Religion and spirituality on occasion have endorsed racism and fostered it. Consider new age writings that demonise certain races such as Isis Unveiled. And there is the Book of Mormon where the Indian's dark skin is down to a curse from God. Consider how Jesus said the Jewish people of his time preached hate of enemy. He would not help a Lebanese woman's little child who had a demon. The text says it was an impure spirit so it was probably tempting the girl or possessing her or both. He refused basic spiritual aid to a child for her race though it only took less time than it took for him to tell the woman she was a dog and that he had to give the bread to the Jews not to the likes of her. He helped in the end which was just racist virtue-signalling. He was not even in ministry at the time for the text says he was having a break and the woman found him by chance so he was trying to argue that he had to focus on giving the Jews freedom from demons. It was a shameless excuse. The story appears in Mark's gospel where Jesus gives no real new teaching and in fact very little teaching but he was able to step out of character to deliver a malicious teaching to a suffering woman.
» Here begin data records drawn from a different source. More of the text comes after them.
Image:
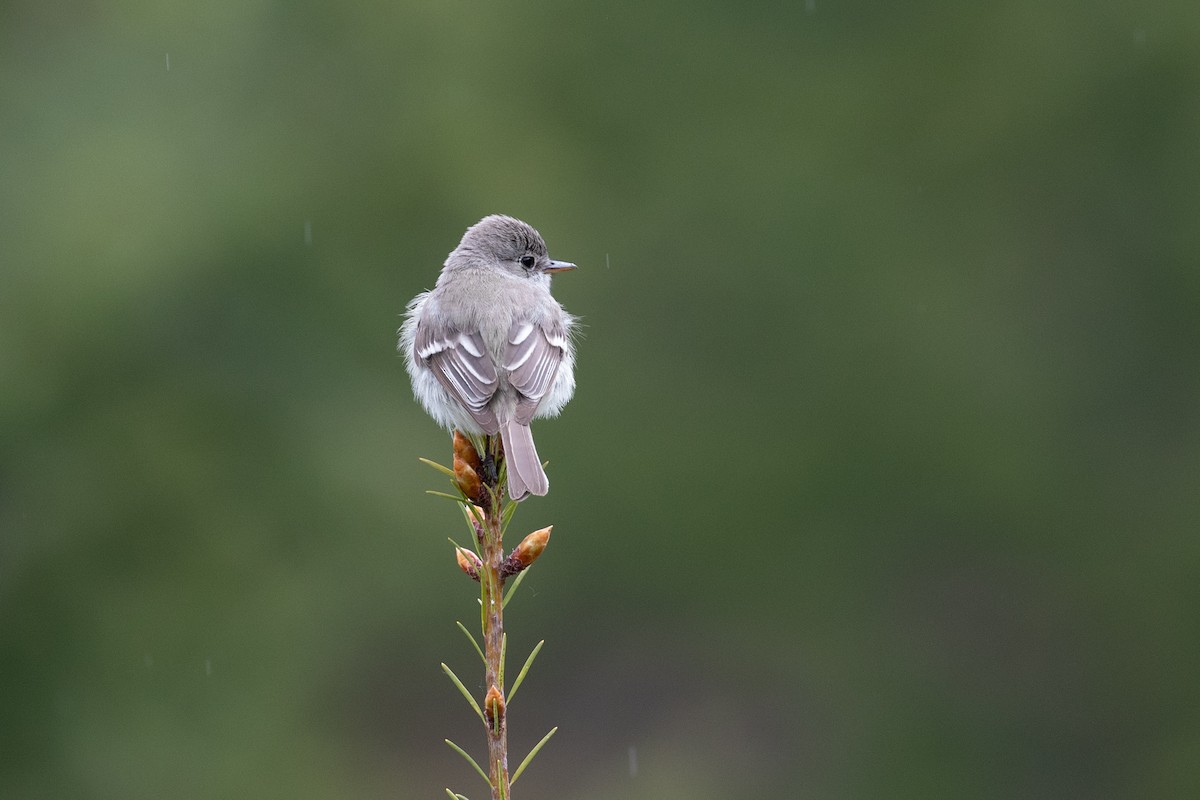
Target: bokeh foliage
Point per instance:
(880, 481)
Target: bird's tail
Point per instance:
(526, 475)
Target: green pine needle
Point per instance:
(516, 684)
(472, 761)
(463, 690)
(532, 753)
(436, 465)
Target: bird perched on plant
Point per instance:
(489, 348)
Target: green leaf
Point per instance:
(516, 684)
(472, 761)
(463, 690)
(438, 467)
(473, 642)
(532, 753)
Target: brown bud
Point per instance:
(466, 451)
(493, 708)
(467, 479)
(468, 561)
(527, 552)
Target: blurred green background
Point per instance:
(881, 479)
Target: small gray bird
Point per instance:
(489, 349)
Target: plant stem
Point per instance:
(492, 594)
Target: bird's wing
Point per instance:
(532, 358)
(460, 361)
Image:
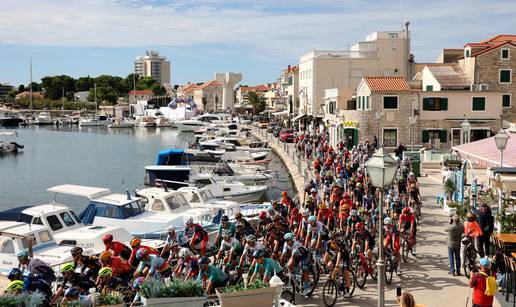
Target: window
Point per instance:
(390, 137)
(157, 205)
(54, 222)
(479, 104)
(505, 76)
(390, 102)
(67, 219)
(435, 104)
(44, 236)
(504, 53)
(506, 100)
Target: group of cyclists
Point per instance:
(324, 231)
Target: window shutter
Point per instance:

Strong opposition to respect and celebration of bigots and racists and war mongers is a must. No debate.  The man of his time thing is a justification for not pulling down the current consequences of such a person's actions.  It is a justification for the culture being oppressive.  Take Jesus as a good example and Muhammad.  They are called men of their time and nobody realises their religions need dismantling and it is honouring their errors and evils by neglecting to do so.